Credit: Paul Blakemore
As one families life falls apart, the village community sees the sky vanish around them. It’s a rather heavy metaphor that sums up Out of Sky, Splint Theatres debut production as the 2016 Made In Bristol company. Bold, ambitious and with moments of powerful stagecraft, it also strays into the overtly literal, the earnest and lacks at times a strong authorial voice and identity.
It is split across two different location, in a world of ‘Merrie Olde England’, of long midsummer days and maypole dances, where the worst thing that can happen is hitting the wrong key in choir practice until one day one family suffers the earth shattering grief of loss and the world of the village is plunged directly into darkness.

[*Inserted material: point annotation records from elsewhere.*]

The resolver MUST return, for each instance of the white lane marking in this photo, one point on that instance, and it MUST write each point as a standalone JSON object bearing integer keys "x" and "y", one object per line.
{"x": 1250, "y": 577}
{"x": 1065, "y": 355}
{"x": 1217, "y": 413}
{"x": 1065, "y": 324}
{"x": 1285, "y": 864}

We bounce back and forth between the village and the home and both don’t fully convince. The comedy of the village is eccentric but never chuckle-some while the grief the family feel is only partially realised, with one or two shaky performances distracting from the clear cold moments of truth. Attention to detail could sometimes be better, for example dressing someone up in a coat that dwarfs him doesn’t suggest Dad but of a young son playing dress up in his wardrobe. However there are moments of great poetic power in the company devised text while the haunting melodies from the musicians are lushly and elegantly brought to life. Their is some skill in building the end up to a powerful climax before an unnecessary coda fudges its elegance somewhat.
The companies voice will develop and mature as these theatre makers go off to drama school, university or along their own path and it is encouraging to see them tackle such a weighty subject with great imagination even if not always as yet great execution. Noel Coward once said that he learnt to be a playwright by first writing twenty plays. You feel the next one may take them closer to discovering what it is exactly they are looking to make and how to go about doing this.